Role Player: Prokhorov Candidacy a Ploy To Aid Putin?
Prokhorov is likely a foil, as Putin wants to split the opposition vote.
December 13, 2011 - 1:00 pm
Andrei Dunayev, head of Right Cause, stated:
I would sincerely like to believe that he came to this decision on his own. If we can be sure about this, we will definitely support him.
Indeed, however, we cannot be sure. And even if it were Prokhorov’s own decision, we cannot be sure of his motivations — or rather, we can be sure that he is motivated only by his own personal gain. Boris Nemtsov, perhaps the most credible opposition figure in Russia these days (though surely not the most popular), was far more blunt than Dunayev. He stated:
He is lying to you! Oligarchs who do not make deals with Putin go to jail in Russia. The crucial difference between Prokhorov and us, the independent opposition, is that we want to relieve Russia from Putin’s regime. Prokhorov wants to improve his career. Prokhorov’s role in the game would be to get some of the liberal electorate off the streets. But he is walking on thin ice. Those who call Putin a thief will immediately recognize Prokhorov’s decision as a betrayal.
Prokhorov’s task is to accumulate the protest votes and help Putin get elected.
Sergei Markov, one of the Kremlin’s key political operatives, agreed. He stated:
This will only work in Putin’s favor. His chances of becoming president are zero. More than anything else, the citizens of Russia hate the oligarchs, who robbed the country blind in the 1990s, and Mikhail Prokhorov is the quintessential oligarch.

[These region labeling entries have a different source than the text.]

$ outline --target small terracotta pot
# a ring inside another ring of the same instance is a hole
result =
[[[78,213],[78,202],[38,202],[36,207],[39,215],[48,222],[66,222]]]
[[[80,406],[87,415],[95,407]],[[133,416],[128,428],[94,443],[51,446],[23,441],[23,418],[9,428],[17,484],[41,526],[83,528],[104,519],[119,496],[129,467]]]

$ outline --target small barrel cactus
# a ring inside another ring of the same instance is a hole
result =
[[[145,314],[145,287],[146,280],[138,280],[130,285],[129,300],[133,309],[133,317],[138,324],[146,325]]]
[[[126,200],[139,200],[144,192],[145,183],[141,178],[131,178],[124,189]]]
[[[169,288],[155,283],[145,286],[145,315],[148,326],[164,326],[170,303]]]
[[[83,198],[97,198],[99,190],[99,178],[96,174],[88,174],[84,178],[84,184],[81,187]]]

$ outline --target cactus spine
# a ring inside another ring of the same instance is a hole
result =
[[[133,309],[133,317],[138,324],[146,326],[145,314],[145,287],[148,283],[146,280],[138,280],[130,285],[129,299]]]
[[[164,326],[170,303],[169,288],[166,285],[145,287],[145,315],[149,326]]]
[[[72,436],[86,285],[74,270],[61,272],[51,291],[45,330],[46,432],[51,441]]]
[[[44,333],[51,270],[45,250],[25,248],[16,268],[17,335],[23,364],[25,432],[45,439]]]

So the only way Prokhorov’s announcement could be significant for Russia would be if Russia’s intelligentsia reacts to it the same way they did to the shameless rigging of the recent parliamentary elections — by feeling deeply insulted. If that happens, maybe the recent spate of street demonstrations in Moscow, feeble and disorganized but the most energetic Russia has seen since the fall of the USSR, will grow and spread. Maybe the people of Russia will identify a real candidate, like Nemtsov, and demand that he appear on the ballot. The Kremlin wouldn’t allow that, but maybe the denial would cause even greater public furor. That might force Putin to appoint a prime minister who isn’t a flunkie, someone who would actually seek to push back the worst of Putin’s anti-democratic excesses.
It’s not much to hope for, but in Putinland it may be the best Russia can do.